The Virginia State Board of Elections provides an example of how states should be conducting election administration. While many U.S. counties have over 100 percent of living adults registered to vote, Virginia has none. Even better, Virginia has purchased the Social Security Death Index database so state election officials can run computerized matches against Virginia voter rolls.
The new policy of the Virginia State Board has paid off.
Virginia’s initial sweep has yielded 10,000 dead voters who were never before removed from the rolls. These zombies won’t be able to vote, through a criminal impersonator of course, in the 2012 presidential election. Elected and appointed officials in Virgina deserve the praise of Virginia voters who don’t want their vote diluted in November.

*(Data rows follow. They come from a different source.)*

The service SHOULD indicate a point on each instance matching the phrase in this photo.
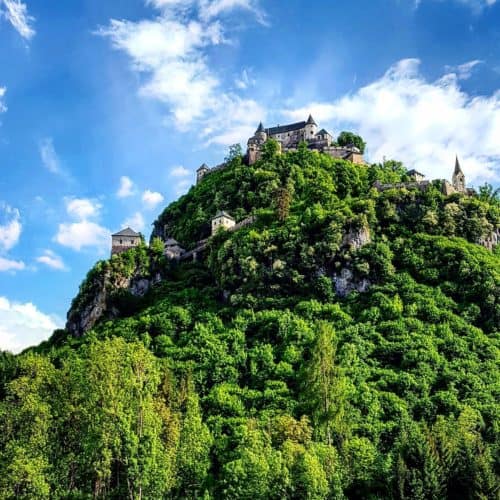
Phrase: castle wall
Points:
(122, 243)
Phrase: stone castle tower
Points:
(458, 178)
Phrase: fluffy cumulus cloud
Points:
(16, 13)
(82, 234)
(24, 325)
(126, 187)
(7, 264)
(83, 231)
(136, 222)
(424, 123)
(52, 260)
(10, 232)
(171, 52)
(151, 198)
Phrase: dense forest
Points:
(344, 345)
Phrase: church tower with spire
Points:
(458, 179)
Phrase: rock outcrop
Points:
(100, 302)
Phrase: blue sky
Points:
(107, 108)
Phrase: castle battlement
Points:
(291, 135)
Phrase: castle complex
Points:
(288, 138)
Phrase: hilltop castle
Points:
(418, 181)
(288, 138)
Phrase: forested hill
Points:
(343, 345)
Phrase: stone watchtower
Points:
(201, 172)
(458, 179)
(255, 143)
(311, 128)
(124, 240)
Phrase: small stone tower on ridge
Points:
(458, 179)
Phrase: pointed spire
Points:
(310, 121)
(458, 169)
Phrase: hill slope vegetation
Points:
(344, 345)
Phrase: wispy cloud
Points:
(477, 6)
(151, 198)
(179, 171)
(425, 123)
(135, 221)
(182, 186)
(82, 208)
(23, 325)
(171, 52)
(52, 260)
(83, 232)
(16, 13)
(50, 158)
(10, 232)
(244, 81)
(11, 265)
(463, 71)
(10, 227)
(126, 187)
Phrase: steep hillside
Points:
(343, 345)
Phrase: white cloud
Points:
(52, 260)
(82, 208)
(182, 186)
(16, 13)
(82, 234)
(3, 108)
(423, 123)
(135, 221)
(126, 188)
(210, 9)
(179, 171)
(244, 81)
(476, 5)
(11, 265)
(171, 52)
(463, 71)
(24, 325)
(151, 198)
(10, 226)
(50, 159)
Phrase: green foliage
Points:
(350, 139)
(245, 374)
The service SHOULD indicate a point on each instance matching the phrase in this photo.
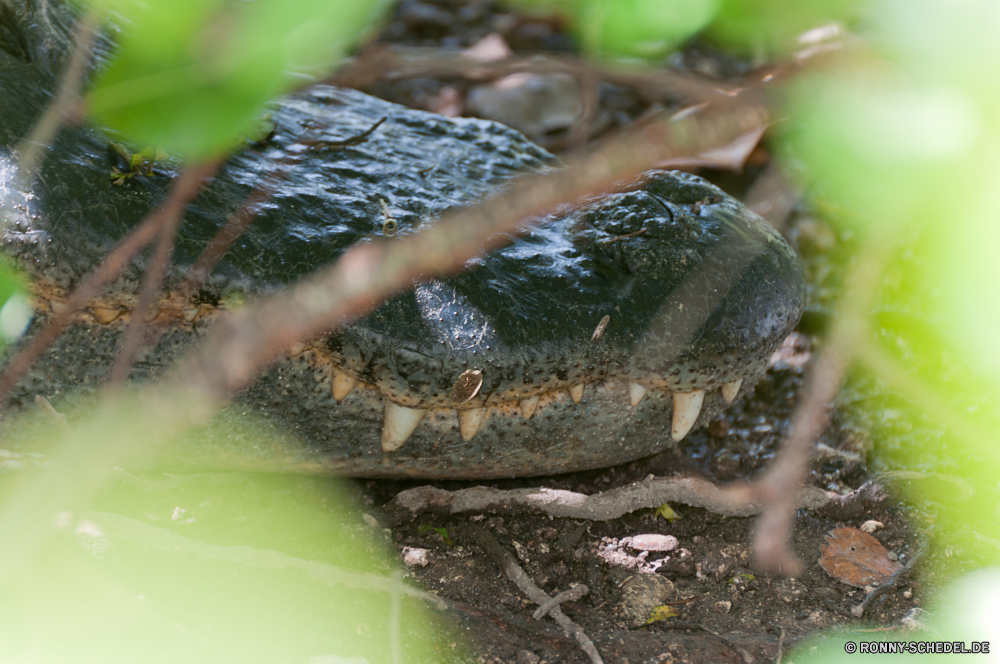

True the Vote, the nation’s leading election integrity watchdog, has issued this statement:
“This will go a long way to improve faith in our voting system and set a good example for others to follow,” True The Vote President Catherine Engelbrecht said. “The Commonwealth of Virginia’s recent decision to purchase the Social Security Administration’s Death Master File is the optimal tool necessary to affirm that the deceased will not have ballots waiting for them on November 6th. Every legal action that state and local authorities can take to improve our election system builds confidence in the process – voter list maintenance is the keystone to election integrity.”
The troubling part is that Virginia is one of the few states that have taken this step. In many jurisdictions, election officials still scan obituaries for indications that someone has died.